The latitudinal gradient of species richness is well documented for a variety of taxa in both terrestrial and aquatic environs. Moreover, a number of recent attempts to assess the effects of scale on the relationship have concluded that the latitudinal pattern is scale-invariant. Nonetheless, the power of those approaches is predicated on precise knowledge of the forms of the latitudinal gradient, the area relationship, and their interaction. We used a model developed by J. Pastor, A. Downing, and H. E. Erickson for assessing the effects of scale on the productivity–diversity gradient to avoid such complications. More specifically, for 253 sets of nested quadrats (1000–25 000 km2) located throughout the New World, we parameterized the power function and determined whether those parameters varied in a systematic fashion with latitude. Significant latitude-induced monotonic variation in the rate of species accumulation with area (z parameter) documented scalesensitivity for both bats and marsupials, with z decreasing toward tropical latitudes. Variation in the intercept parameter (C) reflected the latitudinal gradient in richness after adjustment for the latitude-specific effects of area.
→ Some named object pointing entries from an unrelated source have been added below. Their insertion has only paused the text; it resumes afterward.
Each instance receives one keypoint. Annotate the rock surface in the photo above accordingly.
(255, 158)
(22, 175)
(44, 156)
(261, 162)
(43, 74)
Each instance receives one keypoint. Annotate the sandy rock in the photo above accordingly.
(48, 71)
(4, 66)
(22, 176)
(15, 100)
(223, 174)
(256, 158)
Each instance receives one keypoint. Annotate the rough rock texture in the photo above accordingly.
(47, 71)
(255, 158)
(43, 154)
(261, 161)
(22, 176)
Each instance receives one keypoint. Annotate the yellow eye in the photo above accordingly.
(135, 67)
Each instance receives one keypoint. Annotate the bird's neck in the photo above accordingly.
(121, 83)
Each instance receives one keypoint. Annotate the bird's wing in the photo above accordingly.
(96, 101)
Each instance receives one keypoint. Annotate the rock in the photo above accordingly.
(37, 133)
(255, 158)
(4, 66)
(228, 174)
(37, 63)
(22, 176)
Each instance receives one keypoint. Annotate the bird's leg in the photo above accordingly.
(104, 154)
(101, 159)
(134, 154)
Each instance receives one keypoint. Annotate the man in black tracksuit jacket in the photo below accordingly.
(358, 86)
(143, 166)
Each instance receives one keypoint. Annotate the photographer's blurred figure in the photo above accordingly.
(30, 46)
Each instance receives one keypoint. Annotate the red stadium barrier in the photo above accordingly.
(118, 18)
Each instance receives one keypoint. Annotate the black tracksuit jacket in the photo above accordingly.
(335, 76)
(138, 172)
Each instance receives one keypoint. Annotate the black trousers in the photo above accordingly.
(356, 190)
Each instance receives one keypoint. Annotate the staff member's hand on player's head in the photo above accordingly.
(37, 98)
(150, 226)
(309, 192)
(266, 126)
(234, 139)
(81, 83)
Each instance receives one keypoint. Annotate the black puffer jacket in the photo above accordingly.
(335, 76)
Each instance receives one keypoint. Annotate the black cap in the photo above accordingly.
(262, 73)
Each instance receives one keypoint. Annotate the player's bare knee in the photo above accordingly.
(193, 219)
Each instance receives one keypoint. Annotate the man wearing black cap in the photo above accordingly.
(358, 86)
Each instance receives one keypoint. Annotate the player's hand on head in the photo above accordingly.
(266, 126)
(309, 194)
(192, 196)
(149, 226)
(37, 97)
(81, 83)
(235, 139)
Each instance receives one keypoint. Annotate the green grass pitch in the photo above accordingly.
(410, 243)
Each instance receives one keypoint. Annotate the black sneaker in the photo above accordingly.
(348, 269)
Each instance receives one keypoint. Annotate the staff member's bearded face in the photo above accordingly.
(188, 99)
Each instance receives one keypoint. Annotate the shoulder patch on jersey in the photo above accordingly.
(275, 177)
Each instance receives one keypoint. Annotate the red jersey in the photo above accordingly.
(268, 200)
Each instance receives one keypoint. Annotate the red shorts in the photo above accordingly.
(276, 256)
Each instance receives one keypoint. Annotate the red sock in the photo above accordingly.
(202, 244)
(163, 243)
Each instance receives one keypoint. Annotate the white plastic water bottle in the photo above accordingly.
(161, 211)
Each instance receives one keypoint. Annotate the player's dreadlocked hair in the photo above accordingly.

Both bats and marsupials exhibited strong gradients of richness, with modal values in the tropics. Mechanisms affecting species richness, or the size of ranges and the juxtapositioning of their boundaries, may initiate scale-sensitivity in many systems. A number of mechanistic or phenomenological models (environmental, geometric constraint, and Rapoport-rescue hypotheses) thought to produce the latitudinal gradient also enhance the likelihood of scale-sensitivity. Consequently, investigations of other macroecological gradients of richness (e.g., elevation, depth, and productivity) that should be affected by such factors are probably also scale-sensitive.